Translate the UBA Column names

In [ ]:
dict_uba_columns = {
    'Kraftwerksname / Standort': 'uba_name',
    'Betreiber ': 'uba_company',
    'Standort-PLZ': 'uba_postcode',
    'Kraftwerksstandort': 'uba_city',
    'Elektrische Bruttoleistung (MW)': 'uba_capacity',
    'Fernwärme-leistung (MW)': 'uba_chp_capacity',
    'Inbetriebnahme  (ggf. Ertüchtigung)': 'uba_commissioned',
    'Anlagenart': 'uba_technology',
    'Primärenergieträger': 'uba_fuel',
    'Bundesland':'uba_state',
}
plantlist_uba.rename(columns=dict_uba_columns, inplace=True)

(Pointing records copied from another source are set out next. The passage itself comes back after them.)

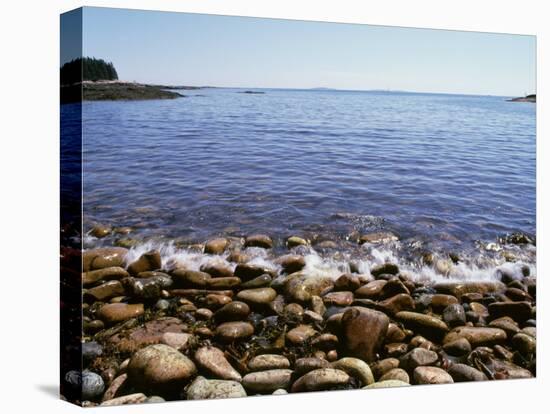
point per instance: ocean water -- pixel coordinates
(446, 173)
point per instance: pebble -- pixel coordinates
(356, 368)
(463, 372)
(364, 331)
(233, 311)
(212, 361)
(321, 379)
(147, 261)
(257, 297)
(136, 398)
(160, 368)
(216, 246)
(431, 375)
(477, 336)
(300, 334)
(92, 385)
(268, 361)
(259, 240)
(417, 357)
(117, 312)
(267, 381)
(234, 331)
(396, 374)
(454, 315)
(205, 389)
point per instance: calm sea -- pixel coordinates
(442, 171)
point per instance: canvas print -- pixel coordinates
(261, 206)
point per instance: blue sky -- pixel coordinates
(195, 49)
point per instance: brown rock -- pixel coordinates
(364, 332)
(147, 261)
(117, 312)
(216, 246)
(212, 360)
(103, 257)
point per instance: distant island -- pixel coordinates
(91, 79)
(528, 98)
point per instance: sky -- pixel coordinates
(198, 49)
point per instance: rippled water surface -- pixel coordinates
(438, 168)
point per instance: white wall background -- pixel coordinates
(29, 161)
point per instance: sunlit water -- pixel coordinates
(444, 172)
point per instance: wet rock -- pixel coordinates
(257, 282)
(300, 334)
(507, 324)
(458, 289)
(148, 289)
(294, 241)
(458, 348)
(397, 374)
(397, 303)
(117, 312)
(317, 305)
(150, 333)
(204, 389)
(429, 326)
(247, 272)
(431, 375)
(147, 261)
(525, 344)
(338, 298)
(190, 279)
(347, 282)
(92, 386)
(392, 288)
(325, 342)
(217, 269)
(364, 331)
(291, 263)
(233, 311)
(519, 311)
(305, 365)
(377, 238)
(178, 340)
(384, 269)
(160, 368)
(476, 336)
(115, 387)
(234, 331)
(379, 368)
(356, 368)
(136, 398)
(454, 315)
(267, 362)
(100, 231)
(463, 373)
(257, 297)
(300, 288)
(371, 290)
(103, 258)
(216, 246)
(267, 381)
(388, 384)
(441, 301)
(321, 379)
(416, 358)
(223, 283)
(91, 350)
(108, 273)
(212, 361)
(259, 240)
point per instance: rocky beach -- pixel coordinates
(244, 316)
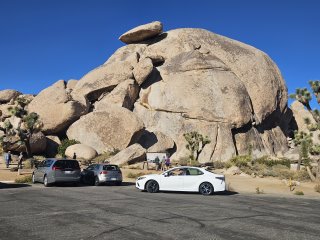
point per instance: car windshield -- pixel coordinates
(110, 167)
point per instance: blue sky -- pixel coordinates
(42, 41)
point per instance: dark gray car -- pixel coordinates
(54, 170)
(97, 174)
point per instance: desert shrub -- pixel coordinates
(271, 162)
(30, 163)
(65, 143)
(135, 175)
(259, 191)
(219, 165)
(300, 193)
(101, 157)
(186, 161)
(241, 161)
(24, 179)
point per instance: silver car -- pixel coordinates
(97, 174)
(54, 170)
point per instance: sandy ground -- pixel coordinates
(236, 183)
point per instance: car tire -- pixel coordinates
(206, 188)
(33, 179)
(96, 181)
(45, 181)
(152, 186)
(119, 183)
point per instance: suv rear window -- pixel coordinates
(111, 168)
(67, 164)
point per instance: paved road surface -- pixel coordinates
(111, 212)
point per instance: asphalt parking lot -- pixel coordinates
(113, 212)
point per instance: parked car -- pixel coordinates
(97, 174)
(189, 179)
(53, 170)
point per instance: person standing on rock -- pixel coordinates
(8, 159)
(167, 162)
(20, 160)
(162, 163)
(157, 162)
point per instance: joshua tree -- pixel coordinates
(302, 139)
(29, 124)
(196, 143)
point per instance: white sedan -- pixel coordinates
(189, 179)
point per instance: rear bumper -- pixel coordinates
(110, 179)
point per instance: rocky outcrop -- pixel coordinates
(113, 128)
(133, 154)
(142, 70)
(172, 83)
(56, 108)
(82, 151)
(123, 95)
(53, 143)
(38, 143)
(102, 79)
(156, 142)
(142, 32)
(8, 95)
(300, 113)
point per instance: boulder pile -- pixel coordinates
(163, 85)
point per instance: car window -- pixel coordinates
(71, 164)
(41, 164)
(47, 163)
(110, 167)
(194, 171)
(91, 167)
(177, 172)
(67, 164)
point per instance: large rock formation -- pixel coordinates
(114, 128)
(8, 95)
(172, 83)
(133, 154)
(57, 108)
(142, 32)
(82, 152)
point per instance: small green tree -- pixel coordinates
(29, 124)
(195, 144)
(302, 139)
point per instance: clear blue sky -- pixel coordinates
(42, 41)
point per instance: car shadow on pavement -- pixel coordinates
(224, 193)
(13, 185)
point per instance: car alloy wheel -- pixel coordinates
(96, 181)
(45, 181)
(206, 188)
(152, 186)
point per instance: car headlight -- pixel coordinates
(222, 178)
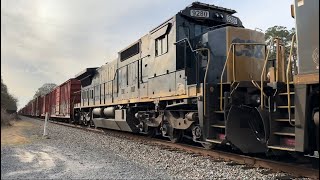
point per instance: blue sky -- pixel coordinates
(49, 41)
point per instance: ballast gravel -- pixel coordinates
(71, 153)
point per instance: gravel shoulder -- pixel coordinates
(71, 153)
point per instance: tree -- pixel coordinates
(284, 34)
(44, 89)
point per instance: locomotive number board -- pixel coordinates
(199, 13)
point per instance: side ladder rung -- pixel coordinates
(284, 148)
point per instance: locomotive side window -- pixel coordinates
(131, 51)
(161, 44)
(184, 32)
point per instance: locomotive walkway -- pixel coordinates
(77, 154)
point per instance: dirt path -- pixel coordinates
(17, 133)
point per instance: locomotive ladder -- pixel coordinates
(219, 122)
(283, 125)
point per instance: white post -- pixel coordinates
(45, 125)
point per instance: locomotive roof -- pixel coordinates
(85, 73)
(212, 7)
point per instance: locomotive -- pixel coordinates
(202, 75)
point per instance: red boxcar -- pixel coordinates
(45, 104)
(39, 101)
(63, 98)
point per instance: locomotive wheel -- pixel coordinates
(176, 136)
(91, 123)
(208, 145)
(152, 131)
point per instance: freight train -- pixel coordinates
(201, 74)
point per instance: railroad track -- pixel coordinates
(294, 169)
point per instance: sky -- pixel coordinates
(50, 41)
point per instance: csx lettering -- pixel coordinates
(248, 50)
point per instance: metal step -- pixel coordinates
(217, 141)
(218, 126)
(291, 93)
(284, 134)
(223, 97)
(284, 148)
(282, 107)
(284, 120)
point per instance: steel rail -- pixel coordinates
(275, 166)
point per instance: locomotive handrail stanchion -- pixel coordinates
(233, 63)
(221, 77)
(263, 73)
(205, 75)
(287, 79)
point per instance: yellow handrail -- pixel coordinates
(262, 74)
(288, 85)
(221, 77)
(205, 78)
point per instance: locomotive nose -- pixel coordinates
(247, 128)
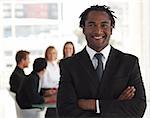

# Check if all columns have been translated
for columnnames in plantlist_uba.columns:
    if columnnames not in dict_uba_columns.values():
        logger.error('Untranslated column: ' + columnnames)
        
# Prepare for matching
plantlist_uba['uba_id_string'] = (plantlist_uba['uba_name'] 
                                  + '_' 
                                  + plantlist_uba['uba_fuel'])

7. Process data

7.1 Set index to the BNetzA power plant ID

In [ ]:
# Set Index of BNetzA power plant list to Kraftwerksnummer_Bundesnetzagentur
plantlist['bnetza_id'] = plantlist['id']
plantlist = plantlist.set_index('id')

# remove line breaks in some columns
plantlist['network_node'] = plantlist['network_node'].str.replace('\n', ' ')
plantlist['company'] = plantlist['company'].str.replace('\n', ' ')
plantlist['name'] = plantlist['name'].str.replace('\n', ' ')
plantlist['fuel'] = plantlist['fuel'].str.replace('\n', ' ')
plantlist['block'] = plantlist['block'].str.replace('\n', ' ')
plantlist['network_operator'] = plantlist['network_operator'].str.replace('\n', ' ')
plantlist['street'] = plantlist['street'].str.replace('\n', ' ')
plantlist['commissioned'] = plantlist['commissioned'].str.replace('\n', ' ')
 
plantlist.head() 

Manual adjustments:

In [ ]:
plantlist.loc[plantlist['bnetza_id'] == 'BNA0834', 'fuel'] = 'Natural gas'
plantlist.loc[plantlist['bnetza_id'] == 'BNA0662a', 'fuel'] = 'Hard coal'
plantlist.loc[plantlist['bnetza_id'] == 'BNA0662b', 'fuel'] = 'Hard coal'

7.2 Merge data from UBA List

In this section a hand-researched list is used to match the power plants from the UBA list to the BNetzA list.

In [ ]:
# read matching list
matchinglist = getmatchinglist()
matchinglist.head()

7.2.1 case 1-1

Matching: 1-1 One BNetzA ID to one UBA-ID

In [ ]:
match1t1 = matchinglist[
    (matchinglist.duplicated(subset=['uba_id_string'], keep=False) == False) 
    & (matchinglist.duplicated(subset=['ID BNetzA'], keep=False) == False)]
match1t1 = pd.merge(match1t1, plantlist_uba,
                    left_on='uba_id_string', 
                    right_on='uba_id_string',
                    how='left')
match1t1 = match1t1.set_index('ID BNetzA')

#Add comment
match1t1['merge_comment'] = ('List matching type: Single UBA power plant '
                             'assigned to single BNetzA power plant')

match1t1.head()

7.2.2 case n-1

Match multiple BNetza IDs to one UBA ID

In [ ]:
# Matching structure (example): 
# bnetza_id uba_id
# 1         1
# 2         1
# 3         1
# 4         2
# 5         2

# Get relevant entries from the matchinglist and merge the corresponding 
# UBA Data to the list.
matchnt1= matchinglist[
    (matchinglist.duplicated(subset=['uba_id_string'], keep=False) == True)
    & (matchinglist.duplicated(subset=['ID BNetzA'], keep=False)== False)]
matchnt1 = pd.merge(matchnt1, plantlist_uba,
                    left_on='uba_id_string', right_on='uba_id_string', how='left')
matchnt1 = matchnt1.set_index('ID BNetzA')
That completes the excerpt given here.